Observatoire royal

Stephen Johnston et Samuel Gessner au séminaire d’histoire de l’astronomie

Le mardi 14 janvier 2025, 14h-17h, le séminaire d’histoire des sciences astronomiques du LTE (Laboratoire Temps-Espace) de l’Observatoire de Paris reçoit Stephen Johnston (History of Science Museum, University of Oxford) et Samuel Gessner (Centro Interuniversitário de História das Ciências e da Tecnologia, Universidade de Lisboa).

  • Le 14 jan. 2025

  • 14:00 - 17:00

  • Séminaire
  • Salle du Conseil, Observatoire de Paris, ou à distance

Programme

  • Sixteenth-century intermediality in debating the Eighth Sphere: another troublesome trepidation sphere
    Samuel Gessner (Centro Interuniversitário de História das Ciências e da Tecnologia, Universidade de Lisboa)

    Since antiquity astronomers have known that the ecliptic longitude of the fixed stars slowly changes. The stars were considered to be fixed on one sphere, traditionally called the Eighth Sphere. That its slow and apparently intricate motion was still discussed in the fifteenth and sixteenth centuries is attested by various surviving documents. These include an astonishing variety of media: written treatises, numerical tables, diagrams, and two- and three-dimensional mathematical instruments. Although the context of production of these sources is hard to reconstruct, their sheer variety offers a notion of the intermedial space of the debate on the Eighth Sphere. It allows surmising that the debate involved circles beyond students and scholars and encompassed conversations among humanists, instrument makers, publishers, and princes with their courtiers. Recent research has clarified the meaning of a complex brass armillary sphere by connecting it with J. Werner’s 1522 treatise about an alternative theory of trepidation. It appeared that those ideas, although dismissed by N. Copernicus, echoed during their time crossing the boundary between the medium of text and instrument.
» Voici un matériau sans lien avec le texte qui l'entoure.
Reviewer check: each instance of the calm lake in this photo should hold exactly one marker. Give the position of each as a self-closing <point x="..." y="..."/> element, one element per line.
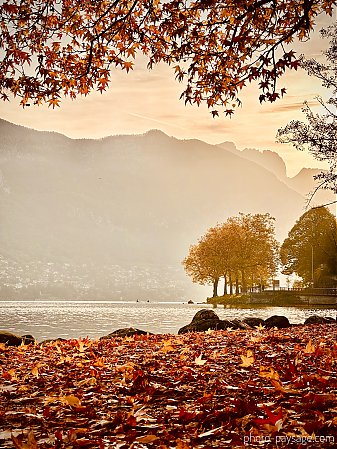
<point x="74" y="319"/>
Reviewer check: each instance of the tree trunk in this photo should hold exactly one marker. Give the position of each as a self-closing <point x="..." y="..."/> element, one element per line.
<point x="237" y="290"/>
<point x="230" y="284"/>
<point x="225" y="286"/>
<point x="244" y="283"/>
<point x="215" y="287"/>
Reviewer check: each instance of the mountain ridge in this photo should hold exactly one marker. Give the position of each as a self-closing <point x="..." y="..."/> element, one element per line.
<point x="132" y="202"/>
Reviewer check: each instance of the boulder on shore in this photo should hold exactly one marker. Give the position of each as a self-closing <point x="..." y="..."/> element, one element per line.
<point x="315" y="319"/>
<point x="126" y="332"/>
<point x="278" y="321"/>
<point x="10" y="339"/>
<point x="207" y="319"/>
<point x="253" y="321"/>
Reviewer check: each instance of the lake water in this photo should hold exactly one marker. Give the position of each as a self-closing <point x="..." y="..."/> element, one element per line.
<point x="74" y="319"/>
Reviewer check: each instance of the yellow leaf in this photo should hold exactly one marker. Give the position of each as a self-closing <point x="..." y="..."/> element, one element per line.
<point x="31" y="442"/>
<point x="71" y="400"/>
<point x="35" y="371"/>
<point x="147" y="439"/>
<point x="167" y="347"/>
<point x="256" y="339"/>
<point x="247" y="360"/>
<point x="268" y="373"/>
<point x="310" y="348"/>
<point x="81" y="346"/>
<point x="182" y="445"/>
<point x="90" y="381"/>
<point x="199" y="361"/>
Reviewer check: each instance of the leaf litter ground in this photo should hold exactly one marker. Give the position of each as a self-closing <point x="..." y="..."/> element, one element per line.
<point x="218" y="389"/>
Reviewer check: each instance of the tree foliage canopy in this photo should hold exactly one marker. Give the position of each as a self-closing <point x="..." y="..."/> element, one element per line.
<point x="310" y="250"/>
<point x="319" y="133"/>
<point x="52" y="48"/>
<point x="241" y="250"/>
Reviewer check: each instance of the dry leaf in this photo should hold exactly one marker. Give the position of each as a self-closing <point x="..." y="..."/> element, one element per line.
<point x="247" y="360"/>
<point x="268" y="373"/>
<point x="30" y="444"/>
<point x="71" y="400"/>
<point x="147" y="439"/>
<point x="199" y="361"/>
<point x="310" y="348"/>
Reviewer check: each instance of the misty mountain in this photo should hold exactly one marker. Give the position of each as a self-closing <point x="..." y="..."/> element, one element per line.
<point x="266" y="158"/>
<point x="113" y="218"/>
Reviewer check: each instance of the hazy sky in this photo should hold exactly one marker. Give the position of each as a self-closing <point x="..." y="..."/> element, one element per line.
<point x="143" y="100"/>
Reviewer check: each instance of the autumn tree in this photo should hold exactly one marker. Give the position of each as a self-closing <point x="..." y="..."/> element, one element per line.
<point x="310" y="250"/>
<point x="243" y="251"/>
<point x="56" y="48"/>
<point x="256" y="249"/>
<point x="204" y="262"/>
<point x="318" y="134"/>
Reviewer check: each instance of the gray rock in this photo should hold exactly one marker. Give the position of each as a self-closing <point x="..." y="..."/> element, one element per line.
<point x="126" y="332"/>
<point x="278" y="321"/>
<point x="28" y="339"/>
<point x="253" y="322"/>
<point x="204" y="325"/>
<point x="205" y="314"/>
<point x="315" y="319"/>
<point x="10" y="339"/>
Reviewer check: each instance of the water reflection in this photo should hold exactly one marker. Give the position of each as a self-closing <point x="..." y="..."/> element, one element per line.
<point x="45" y="319"/>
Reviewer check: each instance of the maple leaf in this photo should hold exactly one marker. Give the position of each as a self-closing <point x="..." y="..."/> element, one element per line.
<point x="35" y="371"/>
<point x="147" y="439"/>
<point x="71" y="400"/>
<point x="268" y="373"/>
<point x="182" y="444"/>
<point x="248" y="359"/>
<point x="167" y="346"/>
<point x="54" y="102"/>
<point x="30" y="444"/>
<point x="272" y="418"/>
<point x="310" y="348"/>
<point x="127" y="65"/>
<point x="199" y="360"/>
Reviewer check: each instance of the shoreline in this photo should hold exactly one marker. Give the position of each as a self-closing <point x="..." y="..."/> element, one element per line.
<point x="191" y="391"/>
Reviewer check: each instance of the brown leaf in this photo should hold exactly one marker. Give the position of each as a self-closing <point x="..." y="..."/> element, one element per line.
<point x="247" y="360"/>
<point x="147" y="439"/>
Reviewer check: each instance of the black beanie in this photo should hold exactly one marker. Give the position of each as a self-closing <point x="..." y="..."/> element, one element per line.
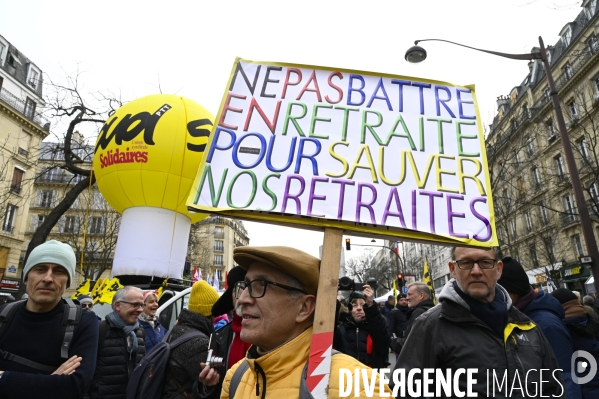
<point x="225" y="303"/>
<point x="513" y="277"/>
<point x="564" y="295"/>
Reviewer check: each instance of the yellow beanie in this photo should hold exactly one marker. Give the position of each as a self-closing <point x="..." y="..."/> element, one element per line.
<point x="202" y="298"/>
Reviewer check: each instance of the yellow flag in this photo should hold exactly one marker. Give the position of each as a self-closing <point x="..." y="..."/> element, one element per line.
<point x="109" y="289"/>
<point x="429" y="281"/>
<point x="95" y="294"/>
<point x="83" y="289"/>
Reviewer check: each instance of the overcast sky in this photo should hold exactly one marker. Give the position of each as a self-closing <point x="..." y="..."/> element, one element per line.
<point x="188" y="47"/>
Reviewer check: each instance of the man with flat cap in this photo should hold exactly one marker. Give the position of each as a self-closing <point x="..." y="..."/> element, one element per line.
<point x="277" y="299"/>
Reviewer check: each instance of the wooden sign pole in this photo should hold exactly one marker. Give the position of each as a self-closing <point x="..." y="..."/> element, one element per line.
<point x="319" y="363"/>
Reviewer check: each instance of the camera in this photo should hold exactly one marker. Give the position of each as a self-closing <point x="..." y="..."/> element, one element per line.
<point x="348" y="284"/>
<point x="214" y="361"/>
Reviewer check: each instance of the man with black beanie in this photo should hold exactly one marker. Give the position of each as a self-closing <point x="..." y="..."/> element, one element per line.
<point x="546" y="312"/>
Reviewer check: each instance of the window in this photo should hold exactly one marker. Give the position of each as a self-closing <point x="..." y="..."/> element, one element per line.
<point x="33" y="78"/>
<point x="577" y="244"/>
<point x="559" y="166"/>
<point x="17" y="180"/>
<point x="528" y="217"/>
<point x="536" y="177"/>
<point x="568" y="71"/>
<point x="533" y="255"/>
<point x="583" y="148"/>
<point x="9" y="218"/>
<point x="29" y="108"/>
<point x="568" y="205"/>
<point x="593" y="44"/>
<point x="526" y="111"/>
<point x="550" y="130"/>
<point x="544" y="216"/>
<point x="548" y="242"/>
<point x="530" y="145"/>
<point x="589" y="8"/>
<point x="566" y="35"/>
<point x="46" y="198"/>
<point x="520" y="183"/>
<point x="95" y="225"/>
<point x="36" y="222"/>
<point x="573" y="109"/>
<point x="71" y="224"/>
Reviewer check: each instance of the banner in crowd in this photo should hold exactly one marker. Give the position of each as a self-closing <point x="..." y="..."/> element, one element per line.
<point x="365" y="152"/>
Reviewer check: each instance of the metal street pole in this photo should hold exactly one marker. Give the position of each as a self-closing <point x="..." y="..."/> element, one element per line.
<point x="418" y="54"/>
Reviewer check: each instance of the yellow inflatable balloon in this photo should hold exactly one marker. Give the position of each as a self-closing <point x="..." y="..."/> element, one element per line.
<point x="148" y="153"/>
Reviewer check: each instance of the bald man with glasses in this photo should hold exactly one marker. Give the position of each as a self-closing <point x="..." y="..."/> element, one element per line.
<point x="121" y="347"/>
<point x="477" y="327"/>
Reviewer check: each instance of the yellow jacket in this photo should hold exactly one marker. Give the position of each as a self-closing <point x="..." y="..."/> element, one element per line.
<point x="283" y="369"/>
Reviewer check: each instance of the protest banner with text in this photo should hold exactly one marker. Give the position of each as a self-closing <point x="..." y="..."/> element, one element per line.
<point x="364" y="152"/>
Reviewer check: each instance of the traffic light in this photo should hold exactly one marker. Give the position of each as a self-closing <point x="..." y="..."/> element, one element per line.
<point x="399" y="280"/>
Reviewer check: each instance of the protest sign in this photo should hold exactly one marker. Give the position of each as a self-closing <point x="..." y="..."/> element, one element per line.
<point x="364" y="152"/>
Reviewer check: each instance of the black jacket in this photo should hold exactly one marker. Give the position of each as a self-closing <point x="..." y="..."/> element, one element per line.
<point x="450" y="337"/>
<point x="398" y="322"/>
<point x="411" y="315"/>
<point x="184" y="361"/>
<point x="353" y="336"/>
<point x="115" y="365"/>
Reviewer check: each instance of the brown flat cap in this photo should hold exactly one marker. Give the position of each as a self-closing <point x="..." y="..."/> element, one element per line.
<point x="296" y="263"/>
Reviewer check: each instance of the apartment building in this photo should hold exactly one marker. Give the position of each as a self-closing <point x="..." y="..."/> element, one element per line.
<point x="22" y="128"/>
<point x="536" y="216"/>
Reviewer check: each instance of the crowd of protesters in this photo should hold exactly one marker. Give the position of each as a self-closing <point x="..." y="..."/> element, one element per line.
<point x="489" y="318"/>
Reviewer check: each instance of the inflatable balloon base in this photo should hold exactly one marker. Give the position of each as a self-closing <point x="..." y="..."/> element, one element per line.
<point x="153" y="242"/>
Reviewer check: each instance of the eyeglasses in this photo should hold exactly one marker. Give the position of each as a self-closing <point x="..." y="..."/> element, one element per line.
<point x="134" y="304"/>
<point x="469" y="264"/>
<point x="258" y="288"/>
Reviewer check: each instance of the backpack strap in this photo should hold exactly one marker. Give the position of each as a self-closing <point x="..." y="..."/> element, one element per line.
<point x="103" y="333"/>
<point x="26" y="362"/>
<point x="236" y="379"/>
<point x="7" y="314"/>
<point x="70" y="318"/>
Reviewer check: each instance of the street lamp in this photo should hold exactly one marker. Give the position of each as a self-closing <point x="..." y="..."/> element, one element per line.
<point x="417" y="54"/>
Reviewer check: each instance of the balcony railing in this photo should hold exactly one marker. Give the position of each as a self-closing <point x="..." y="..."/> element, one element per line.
<point x="567" y="219"/>
<point x="19" y="105"/>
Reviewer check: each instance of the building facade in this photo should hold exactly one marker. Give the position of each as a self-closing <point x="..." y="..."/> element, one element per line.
<point x="22" y="128"/>
<point x="211" y="246"/>
<point x="90" y="226"/>
<point x="536" y="216"/>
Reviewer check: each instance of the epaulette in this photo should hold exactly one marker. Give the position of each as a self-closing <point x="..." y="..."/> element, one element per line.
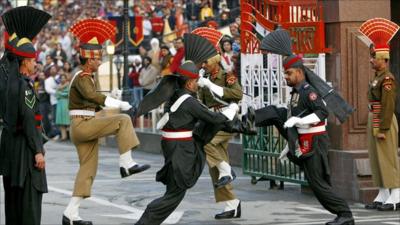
<point x="85" y="74"/>
<point x="230" y="78"/>
<point x="387" y="83"/>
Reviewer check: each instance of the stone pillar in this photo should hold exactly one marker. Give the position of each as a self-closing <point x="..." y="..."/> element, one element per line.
<point x="348" y="68"/>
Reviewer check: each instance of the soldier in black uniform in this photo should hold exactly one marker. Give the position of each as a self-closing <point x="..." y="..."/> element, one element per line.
<point x="307" y="115"/>
<point x="182" y="149"/>
<point x="22" y="160"/>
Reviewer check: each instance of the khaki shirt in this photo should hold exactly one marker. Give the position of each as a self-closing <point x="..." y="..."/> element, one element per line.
<point x="382" y="88"/>
<point x="83" y="94"/>
<point x="232" y="90"/>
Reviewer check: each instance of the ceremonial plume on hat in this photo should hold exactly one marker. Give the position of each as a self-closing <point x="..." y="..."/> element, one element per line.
<point x="277" y="42"/>
<point x="380" y="31"/>
<point x="22" y="25"/>
<point x="197" y="51"/>
<point x="212" y="35"/>
<point x="92" y="33"/>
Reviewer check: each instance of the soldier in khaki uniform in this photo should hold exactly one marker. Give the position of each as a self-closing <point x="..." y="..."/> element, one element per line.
<point x="227" y="88"/>
<point x="382" y="123"/>
<point x="86" y="129"/>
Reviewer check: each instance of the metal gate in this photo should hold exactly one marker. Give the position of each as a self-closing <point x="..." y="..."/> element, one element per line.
<point x="265" y="86"/>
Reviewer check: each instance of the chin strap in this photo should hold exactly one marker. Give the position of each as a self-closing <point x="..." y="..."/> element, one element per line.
<point x="310" y="119"/>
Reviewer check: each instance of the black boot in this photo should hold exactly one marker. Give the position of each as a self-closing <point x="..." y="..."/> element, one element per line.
<point x="230" y="214"/>
<point x="246" y="126"/>
<point x="67" y="221"/>
<point x="225" y="180"/>
<point x="389" y="207"/>
<point x="342" y="220"/>
<point x="134" y="169"/>
<point x="373" y="205"/>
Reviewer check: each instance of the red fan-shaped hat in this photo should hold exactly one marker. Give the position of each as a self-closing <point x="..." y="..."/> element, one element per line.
<point x="212" y="35"/>
<point x="92" y="33"/>
<point x="380" y="31"/>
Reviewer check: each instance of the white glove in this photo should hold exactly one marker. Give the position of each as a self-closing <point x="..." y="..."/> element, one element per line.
<point x="282" y="157"/>
<point x="112" y="102"/>
<point x="310" y="119"/>
<point x="230" y="111"/>
<point x="204" y="82"/>
<point x="292" y="121"/>
<point x="125" y="106"/>
<point x="115" y="103"/>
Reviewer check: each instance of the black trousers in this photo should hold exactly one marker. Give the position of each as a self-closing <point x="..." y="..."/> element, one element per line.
<point x="22" y="205"/>
<point x="319" y="182"/>
<point x="159" y="209"/>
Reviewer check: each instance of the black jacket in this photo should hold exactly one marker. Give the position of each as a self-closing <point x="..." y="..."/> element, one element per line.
<point x="186" y="157"/>
<point x="18" y="149"/>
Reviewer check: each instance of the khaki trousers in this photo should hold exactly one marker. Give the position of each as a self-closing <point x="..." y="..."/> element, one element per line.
<point x="216" y="152"/>
<point x="383" y="156"/>
<point x="85" y="134"/>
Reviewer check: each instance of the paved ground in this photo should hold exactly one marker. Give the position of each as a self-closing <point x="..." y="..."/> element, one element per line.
<point x="121" y="201"/>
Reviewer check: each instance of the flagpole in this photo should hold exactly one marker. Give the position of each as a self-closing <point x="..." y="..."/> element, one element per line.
<point x="125" y="89"/>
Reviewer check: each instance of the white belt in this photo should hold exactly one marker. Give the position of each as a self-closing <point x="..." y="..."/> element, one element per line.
<point x="80" y="112"/>
<point x="176" y="134"/>
<point x="218" y="109"/>
<point x="311" y="130"/>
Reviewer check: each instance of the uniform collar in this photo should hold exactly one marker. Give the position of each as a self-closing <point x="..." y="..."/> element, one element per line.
<point x="218" y="76"/>
<point x="379" y="73"/>
<point x="300" y="86"/>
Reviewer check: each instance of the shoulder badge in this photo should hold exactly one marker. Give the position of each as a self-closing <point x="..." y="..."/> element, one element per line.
<point x="312" y="96"/>
<point x="231" y="79"/>
<point x="85" y="74"/>
<point x="374" y="83"/>
<point x="387" y="83"/>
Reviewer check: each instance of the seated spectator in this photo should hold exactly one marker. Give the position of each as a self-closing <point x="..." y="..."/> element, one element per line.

To uncover further strands of the Eighth-Sphere discussion, an armillary from 1575, preserved in Brussels, will be in the focus of this paper. This is one of a series of lavish brass spheres made at the Louvain workshop of G. Arsenius, and shows troubling, hitherto inexplicable details. It exposes the perplexities that arise when the historian confronts an astronomical topic that permeates various media and demands an intermedial study.
     
  • Early astronomy in context: the view from the museum
    Stephen Johnston (History of Science Museum, University of Oxford)

    Instruments were a key feature of the medieval European corpus astronomicum, with texts on the quadrant and astrolabe featuring as regular accompaniments to Sacrobosco’s De sphaera. As part of a curriculum extending from the basics of calculation to the calendar and planetary motions, instrument manuals were embedded in the didactic culture of the universities. However, if we switch from manuscripts to surviving instruments, what do the actual objects reveal about both the practice and the wider reception of astronomy? Though typically anonymous and undated, and lacking a definite indication of geographical origin, the instruments are nevertheless rich sources when examined comparatively – indicating the diversity of likely owners, the distribution of craft skills and the longevity of devices which were reworked and updated over long periods. The act of handling and using original instruments is also highly suggestive, hinting at astronomy as a form of embodied knowledge, whose effective performance required a particular comportment and set of gestures from its early users. Surviving objects nevertheless only take us so far: we can see from other evidence that there are significant absences from the record of modern collections. I conclude by using the example of Merton College Oxford both to assess how (un)representative are the mechanisms of survival and also to underline the value of reconnecting medieval archives and instruments.